POMPE à CHALEUR

Le fonctionnement d’une pompe à chaleur

Une pompe à chaleur capte les calories dans l’air (aérothermie) ou dans le sol (géothermie) et les transmet au circuit de chauffage au travers d’un échangeur.

Ce transfert est possible grâce aux propriétés du fluide frigorigène qui par son changement d’état (gazeux ou liquide) permet cette opération.

Le compresseur aspire du gaz en basse pression (froid) et le refoule en haute pression (chaud).

Le gaz chaud cède sa chaleur en se condensant pour passer à l’état liquide, c’est cette chaleur qui est récupérée pour chauffer la maison.

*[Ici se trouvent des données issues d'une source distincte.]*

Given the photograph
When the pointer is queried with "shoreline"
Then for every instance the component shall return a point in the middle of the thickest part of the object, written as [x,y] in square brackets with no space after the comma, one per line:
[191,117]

Le gaz liquide arrive sur un détendeur qui vaporise ce gaz et lui permet de passer de haute pression à basse pression.

Le gaz absorbe les calories de l’air ou de l’eau pour se vaporiser et retourner à l’état gazeux au compresseur.

Ainsi le cycle se perpétue et le gaz absorbe les calories d’un côté et les transfère de l’autre.

L’énergie consommée par le compresseur pour fonctionner sur retrouve multipliée par 3 ou 4 grâce au transfert de chaleur du fluide frigorigène.

Pourquoi choisir une pompe à chaleur aujourd’hui ?

>1/ Pour diminuer sa facture de chauffage : 1 kW EDF consommé pour 3 à 4 kW restitués en chauffage (comparez le prix de votre kW électrique avec une autre énergie divisé par 3 ou 4).

2/ Pour améliorer son confort : la progressivité dans la production de chauffage allié aux dernières générations de régulation sur loi d’eau permettent d’accroître la sensation de confort intérieur

3/ Pour valoriser son patrimoine : le faible coût de fonctionnement du chauffage en hiver valorise votre maison

4/ Pour réduire son impact sur l’environnement : moins de CO2 dégagés avec l’électricité

5/ Parce que la TVA n’est aujourd’hui que de 5,5% sur ce type d’investissement

6/ Parce que l’État donne une prime de réduction d’impôt jusqu’à 30% de la valeur du matériel

Economique, écologique…

La Pompe à Chaleur est une réponse pertinente à tous les enjeux économiques et écologiques actuels. Elle peut subvenir aux besoins de chauffage et de production d’eau chaude sanitaire. Dans certaines conditions, elle peut également apporter du rafraîchissement l’été lors des « grandes chaleurs », qui deviennent de plus en plus fréquentes. Cette technologie est adaptée aux constructions neuves comme aux rénovations. La pompe à chaleur s’installe à l’extérieur la plus-part du temps, mais peut aussi trouver sa place à l’intérieur (air/eau et eau/eau) en fonction des contraintes techniques, esthétiques ou environnementales.

Performante

Côté performances, un excellent bilan énergétique, avec des étiquettes Energie jusqu’à A+++« Remplacer une chaudière au fioul par une PAC permet de substituer à 4 kWh de combustible fossile, 1 kWh d’électricité et 3 kWh de chaleur renouvelable gratuite prélevée sur l’environnement (air, sol, nappe phréatique) ». Avec son vecteur eau, la pompe à chaleur est capable de venir s’installer sur n’importe quel circuit de chauffage sans modification importante du réseau.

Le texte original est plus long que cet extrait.